The Shrine of Remembrance commemorates those men and women who gave their lives in war and more can be read about it here. It underwent a major multi-million dollar upgrade with a new underground education facility recently.
I’ve made dozens of ‘picture post-card‘ colour images like every other tourist/visitor, so when I had an ‘hour to kill‘ before an appointment last week, I spent some time trying to think of how I really see it. There are so many stairs and not easy to walk up and down with heavy camera gear and shopping as I had last week and in the end, I just sat on the bottom of the eastern steps in the shade while eating my lunch and photographed the stairs beside me.
In one of the new sunken forecourts which lead to the visitor centre, the solemn stone structure and stark architecture is broken with a highly creative new ‘sculpture’ of red shade cloth and with my limited lenses, quite impossible to photograph, so I decided to just make an image of some of the flowing lines that greet you as you enter through an archway. While you can’t see the shapes in the image below, I thought they looked like the petals of a red poppy and wondered if that was the intention of the designer, (as we wear red poppies on Remembrance Day in Australia).
And some more images from my archives…
Personally, I think the building looks more majestic in the winter, especially with storm clouds in the background. The image above and below were shot in September 2010 with my little point and shoot Canon Powershot A3000 IS. This tiny camera may be small, but the image below is still my favourite image of the building.
I travelled via bus and train to one of the outer eastern suburbs of Melbourne yesterday – to the town where I was born (literally) and lived for the first 10 years of my life. My…… how it has changed. The murky ‘dam’ 10 minutes walk from the railway station, set among rustic bushland and gum trees, is now a beautiful (but natural) landscaped lake from which walking trails extend.
More of that journey on my other blog vickialfordnatureblog.wordpress.com (when I find time to review and/or edit my photos and upload them). Probably next week or when the next series of cold, rainy days come across the horizon.
Melbourne has put on her very best show of gorgeous blue sky and pleasant Autumn weather this week (and next weekend) so I’m not going to waste it blogging, or reading other blogs this morning. I did like one of the images I made when I got off the train and walked to the bus stop (on the homeward journey). It’s in colour because that’s the way I ‘saw’ it and liked it. No doubt it would take some fiddling with the contrast and exposure to convert it to B & W. It was an old shop (and upstairs accommodation?) across the road from the rail station entrance. The first photo is the one that I particularly liked, but I thought I would share the whole building as well. I only wish the focus had been sharper, but fatigue had set in and I couldn’t be bothered unfolding the tripod or taking too long to aim, as I wanted to get home and relax after the journey.
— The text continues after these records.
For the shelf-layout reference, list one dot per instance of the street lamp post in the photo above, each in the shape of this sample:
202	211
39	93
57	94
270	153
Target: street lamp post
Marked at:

It was overcast, very dark and with the threat of heavy rain, I took 6-7 quick photos before my 12.30 free Meditation Session in The Atrium at Federation Square in Melbourne’s CBD today.
I can’t profess to be an experienced architectural photographer, but each time I see the ornate towers and clock face of the Old Forum Theatre, I’m astonished at how well it blends in with Melbourne’s wide variety of architectural details. So while a little dull for Black & White images due to the weather, I liked these 4 images enough to share them with you. When I started this new blog, I wasn’t going to do any writing, just share photos, but I feel the ‘dullness’ and flat exposure needed a little explanation. For those new to my blog, I must add that I dislike photo editing, so try hard to take a reasonably exposed shot ‘in camera’ these days. I daresay an experienced photo editor would have improved these somewhat. (I was also going to only post once a week, or less, but there you go, a few posts to start this new blog in quick succession gives you more than a glance at the city I love to call home).
A few weeks ago, I overhead a British tourist express astonishment at the remarkable array of architectural styles in Melbourne’s main shopping precinct and central business district (CBD). This tourist was right. I zoomed out as far as I could with my 18-200mm ‘walk about’ lens and tried to capture a line of the some of the styles.
The 5th image, (below), was shot just over a year ago, late one afternoon as the sun dropped below the skyline and only lit up one tower of the theatre. At least there was a cloud in the sky and one shaft of bright light to add some interest to this composition.